Le Cronache Lucane

Antonio Catricalà ex sottosegretario MORTO SUICIDA R.I.P.

Un gesto apparentemente inspiegabile

Antonio CATRICALÀ – XVII Legislatura
Nato il 7 febbraio 1952 a Catanzaro
Incarichi e uffici ricoperti nella Legislatura

Governo Monti-I:

Sottosegretario di Stato alla Presidenza del Consiglio dei ministri (Segretario del Consiglio dei Ministri) dal 16 novembre 2011 al 27 aprile 2013

Governo Letta-I:
Vice ministro dello sviluppo economico dal 3 maggio 2013 al 21 febbraio 2014

È stato prima avvocato e magistrato, poi dirigente pubblico e politico, fino alla carica di presidente dell’Autorità garante della concorrenza e del mercato e poi di Sottosegretario alla Presidenza del Consiglio dei Ministri e di Viceministro al Ministero dello Sviluppo Economico.
Attualmente era presidente di Aeroporti di Roma e da pochi giorni nominato alla presidenza dell’Igi, l’Istituto Grandi Infrastrutture.

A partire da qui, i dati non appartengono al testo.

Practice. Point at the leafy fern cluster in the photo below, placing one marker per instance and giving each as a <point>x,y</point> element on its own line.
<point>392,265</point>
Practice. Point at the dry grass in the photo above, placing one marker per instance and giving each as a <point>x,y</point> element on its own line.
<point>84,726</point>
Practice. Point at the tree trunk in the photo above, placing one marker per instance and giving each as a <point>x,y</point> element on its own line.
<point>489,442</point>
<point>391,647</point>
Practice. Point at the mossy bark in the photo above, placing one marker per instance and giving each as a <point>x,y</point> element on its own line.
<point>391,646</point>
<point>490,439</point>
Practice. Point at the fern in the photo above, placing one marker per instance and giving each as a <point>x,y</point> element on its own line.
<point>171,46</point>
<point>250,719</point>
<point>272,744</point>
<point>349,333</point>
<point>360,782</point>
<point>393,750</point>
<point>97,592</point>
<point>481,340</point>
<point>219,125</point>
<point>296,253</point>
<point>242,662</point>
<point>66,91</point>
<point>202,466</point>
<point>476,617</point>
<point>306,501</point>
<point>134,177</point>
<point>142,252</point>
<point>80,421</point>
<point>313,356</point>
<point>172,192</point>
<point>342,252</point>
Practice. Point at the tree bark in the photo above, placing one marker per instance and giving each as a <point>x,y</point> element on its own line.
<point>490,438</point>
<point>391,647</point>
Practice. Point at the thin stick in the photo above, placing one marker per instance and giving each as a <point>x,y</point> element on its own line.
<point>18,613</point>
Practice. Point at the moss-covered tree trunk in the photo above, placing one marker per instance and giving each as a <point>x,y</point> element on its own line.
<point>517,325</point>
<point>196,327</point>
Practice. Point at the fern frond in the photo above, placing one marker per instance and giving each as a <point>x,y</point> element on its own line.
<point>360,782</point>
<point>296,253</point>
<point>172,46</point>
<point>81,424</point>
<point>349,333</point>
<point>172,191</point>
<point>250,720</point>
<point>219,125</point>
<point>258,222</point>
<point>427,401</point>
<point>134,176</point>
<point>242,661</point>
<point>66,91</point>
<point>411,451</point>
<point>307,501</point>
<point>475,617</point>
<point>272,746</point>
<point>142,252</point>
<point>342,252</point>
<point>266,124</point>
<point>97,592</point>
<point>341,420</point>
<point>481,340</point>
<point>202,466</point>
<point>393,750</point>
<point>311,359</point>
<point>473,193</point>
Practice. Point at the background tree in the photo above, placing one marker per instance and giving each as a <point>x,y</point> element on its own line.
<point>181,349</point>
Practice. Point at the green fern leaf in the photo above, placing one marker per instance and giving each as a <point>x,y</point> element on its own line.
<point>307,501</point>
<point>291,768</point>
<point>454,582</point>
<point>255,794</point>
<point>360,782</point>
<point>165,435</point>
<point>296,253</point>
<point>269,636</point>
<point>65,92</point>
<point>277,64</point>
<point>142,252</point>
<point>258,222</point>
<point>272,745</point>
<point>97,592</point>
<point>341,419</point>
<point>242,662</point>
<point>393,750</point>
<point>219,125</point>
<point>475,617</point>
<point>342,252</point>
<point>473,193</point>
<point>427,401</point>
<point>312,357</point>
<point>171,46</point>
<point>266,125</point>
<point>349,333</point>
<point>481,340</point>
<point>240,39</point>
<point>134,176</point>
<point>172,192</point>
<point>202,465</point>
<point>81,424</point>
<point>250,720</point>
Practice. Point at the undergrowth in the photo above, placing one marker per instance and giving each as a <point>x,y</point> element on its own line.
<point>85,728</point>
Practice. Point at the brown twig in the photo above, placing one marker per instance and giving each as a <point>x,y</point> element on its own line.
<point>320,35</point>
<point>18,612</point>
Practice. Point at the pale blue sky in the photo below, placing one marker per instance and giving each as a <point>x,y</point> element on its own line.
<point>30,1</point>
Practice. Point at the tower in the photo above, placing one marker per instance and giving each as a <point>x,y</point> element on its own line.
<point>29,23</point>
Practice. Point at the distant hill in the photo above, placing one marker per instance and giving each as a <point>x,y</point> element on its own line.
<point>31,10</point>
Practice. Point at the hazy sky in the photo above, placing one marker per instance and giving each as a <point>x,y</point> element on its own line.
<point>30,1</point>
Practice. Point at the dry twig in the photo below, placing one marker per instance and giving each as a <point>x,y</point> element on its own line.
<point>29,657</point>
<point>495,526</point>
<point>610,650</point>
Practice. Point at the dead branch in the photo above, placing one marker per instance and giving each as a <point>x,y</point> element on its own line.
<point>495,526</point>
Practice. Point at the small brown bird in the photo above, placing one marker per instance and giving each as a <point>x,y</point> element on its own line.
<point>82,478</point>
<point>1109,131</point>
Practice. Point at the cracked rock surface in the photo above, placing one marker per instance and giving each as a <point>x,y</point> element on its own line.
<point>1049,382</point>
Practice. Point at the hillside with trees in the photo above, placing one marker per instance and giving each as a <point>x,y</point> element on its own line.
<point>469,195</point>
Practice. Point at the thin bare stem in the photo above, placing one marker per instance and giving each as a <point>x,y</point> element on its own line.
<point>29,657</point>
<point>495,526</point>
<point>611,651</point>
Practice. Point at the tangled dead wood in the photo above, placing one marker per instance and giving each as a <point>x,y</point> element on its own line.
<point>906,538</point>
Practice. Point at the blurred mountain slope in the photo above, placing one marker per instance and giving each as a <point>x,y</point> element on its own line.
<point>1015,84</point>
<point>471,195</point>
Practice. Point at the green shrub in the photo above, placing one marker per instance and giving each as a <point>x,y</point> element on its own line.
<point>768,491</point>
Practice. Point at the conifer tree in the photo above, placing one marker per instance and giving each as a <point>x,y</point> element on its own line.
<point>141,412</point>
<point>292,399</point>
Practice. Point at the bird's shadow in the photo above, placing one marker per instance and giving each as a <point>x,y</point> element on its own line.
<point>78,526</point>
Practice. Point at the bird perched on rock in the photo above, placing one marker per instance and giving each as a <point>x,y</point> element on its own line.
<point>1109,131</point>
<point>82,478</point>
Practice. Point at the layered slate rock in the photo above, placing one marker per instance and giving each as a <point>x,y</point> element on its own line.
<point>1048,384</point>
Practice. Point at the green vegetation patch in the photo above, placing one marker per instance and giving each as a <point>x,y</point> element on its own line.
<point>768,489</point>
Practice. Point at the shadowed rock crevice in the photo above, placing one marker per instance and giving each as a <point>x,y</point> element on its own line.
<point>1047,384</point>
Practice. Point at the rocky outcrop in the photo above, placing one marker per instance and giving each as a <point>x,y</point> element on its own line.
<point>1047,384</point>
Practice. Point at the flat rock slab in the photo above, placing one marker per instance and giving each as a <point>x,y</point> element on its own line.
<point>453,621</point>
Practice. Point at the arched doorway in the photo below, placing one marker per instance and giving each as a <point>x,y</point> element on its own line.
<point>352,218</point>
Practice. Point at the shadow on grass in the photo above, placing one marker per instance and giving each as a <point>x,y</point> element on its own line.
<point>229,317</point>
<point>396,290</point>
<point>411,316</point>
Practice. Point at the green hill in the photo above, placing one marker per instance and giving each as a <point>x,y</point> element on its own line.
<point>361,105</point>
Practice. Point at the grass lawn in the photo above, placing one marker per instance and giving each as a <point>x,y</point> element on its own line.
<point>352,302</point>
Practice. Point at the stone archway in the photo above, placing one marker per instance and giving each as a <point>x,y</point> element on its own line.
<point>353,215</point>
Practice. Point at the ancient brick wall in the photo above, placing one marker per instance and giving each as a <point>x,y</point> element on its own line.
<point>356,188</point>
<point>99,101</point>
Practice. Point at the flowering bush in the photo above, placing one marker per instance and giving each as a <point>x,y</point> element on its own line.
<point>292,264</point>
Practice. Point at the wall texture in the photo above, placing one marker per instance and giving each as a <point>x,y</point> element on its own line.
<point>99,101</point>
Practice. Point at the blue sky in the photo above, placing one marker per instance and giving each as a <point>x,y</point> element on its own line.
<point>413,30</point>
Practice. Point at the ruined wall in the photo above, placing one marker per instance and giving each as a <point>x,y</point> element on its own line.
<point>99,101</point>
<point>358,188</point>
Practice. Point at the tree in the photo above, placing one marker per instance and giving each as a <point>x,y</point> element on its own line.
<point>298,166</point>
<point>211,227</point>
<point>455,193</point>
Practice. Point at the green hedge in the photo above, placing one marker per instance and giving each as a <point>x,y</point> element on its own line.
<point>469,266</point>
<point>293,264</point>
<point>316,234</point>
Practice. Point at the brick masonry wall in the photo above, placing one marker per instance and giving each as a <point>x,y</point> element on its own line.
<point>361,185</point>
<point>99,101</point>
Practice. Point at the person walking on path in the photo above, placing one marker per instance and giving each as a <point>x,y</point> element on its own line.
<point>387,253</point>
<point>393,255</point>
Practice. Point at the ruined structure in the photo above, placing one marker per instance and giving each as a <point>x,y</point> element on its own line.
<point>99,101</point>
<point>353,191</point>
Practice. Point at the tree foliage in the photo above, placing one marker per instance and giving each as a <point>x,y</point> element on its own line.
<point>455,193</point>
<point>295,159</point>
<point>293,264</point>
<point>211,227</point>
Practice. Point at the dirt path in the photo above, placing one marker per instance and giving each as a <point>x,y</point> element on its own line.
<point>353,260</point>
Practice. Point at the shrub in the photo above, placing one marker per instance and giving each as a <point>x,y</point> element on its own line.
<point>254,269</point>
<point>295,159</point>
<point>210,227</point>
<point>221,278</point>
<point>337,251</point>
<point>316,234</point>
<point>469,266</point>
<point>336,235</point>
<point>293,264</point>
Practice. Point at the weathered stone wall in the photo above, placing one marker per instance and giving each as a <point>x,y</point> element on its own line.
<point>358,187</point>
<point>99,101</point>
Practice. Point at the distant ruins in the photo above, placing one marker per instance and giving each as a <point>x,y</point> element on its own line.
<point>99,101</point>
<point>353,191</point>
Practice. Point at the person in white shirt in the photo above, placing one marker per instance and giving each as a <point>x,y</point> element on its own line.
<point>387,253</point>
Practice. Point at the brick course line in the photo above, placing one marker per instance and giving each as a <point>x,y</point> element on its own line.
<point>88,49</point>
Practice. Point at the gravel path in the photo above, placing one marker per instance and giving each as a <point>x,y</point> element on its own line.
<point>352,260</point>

Nato a Catanzaro il 7 febbraio 1952, si è laureato con lode in giurisprudenza a 22 anni. Allievo di Pietro Rescigno, è diventato magistrato, e dal 2006 al 2014 è stato consigliere presidente di sezione del Consiglio di Stato.

Da docente ha insegnato Diritto privato nella facoltà di Giurisprudenza dell’ Università degli studi di Roma Tor Vergata e Diritto dei consumatori all’Università Luiss Guido Carli.

Era anche professore straordinario di Diritto Privato presso l’Universitas Mercatorum di Roma.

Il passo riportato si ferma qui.